Hallfield was designated a conservation area by Westminster City Council in 1990, and the majority of Estate buildings were listed Grade II in June 2011.

John Penrose, the Minister responsible for the 2011 listing, commented:
"These blocks show real flair and beauty, and all the more so considering the post-war era in which they were conceived. Sixty years on, they have become a distinctive part of the London landscape, still looking good and remaining popular with residents and visitors alike."

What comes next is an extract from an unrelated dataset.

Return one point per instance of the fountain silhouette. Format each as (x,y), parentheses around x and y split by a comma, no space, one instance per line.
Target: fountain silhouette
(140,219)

Hannah Parham, the English Heritage Designation Advisor, responded to the 2011 listing decision by adding:
“The estate presents a convincing riposte to criticism that postwar council housing is grey, drab and utilitarian. At Hallfield, the exteriors of each block are treated like works of abstract art – some are patterned with a chequerboard of blue and red brickwork; others have a zigzagging screen of white concrete panels. The estate now exists amongst an elite group of 16 listed post-war housing estates in London – estates that are successful as places to live and are cared for by their residents.”

==CityWest Homes controversy==

In 2010, a £10 million pound project managed by CityWest Homes – Westminster Councils Arms-length management organisation – commenced to refurbish the estate.

The refurbishment included replacement of 50-year-old windows, as they did not meet the Government's Decent Homes Standard (requiring windows in blocks over six storeys to be replaced after 30 years). However, during 2012 and early in 2013 problems arose in the project. Hallfield resident Edward Newnham, said it's "blind leading the blind. It's just a mockery." Resident James Killeen, said: "The problem is with CityWest Homes. They were the managers of the thing and they should have been clearer."

On 30 December 2013, after reading a confidential report written by CityWest Homes chief executive officer Nick Barton, Westminster City Council and contractor Essex-based Mulalley reached a compromise agreement to end the contract. Following the controversy, Hallfield estate leaseholders considered taking legal action against CityWest Homes.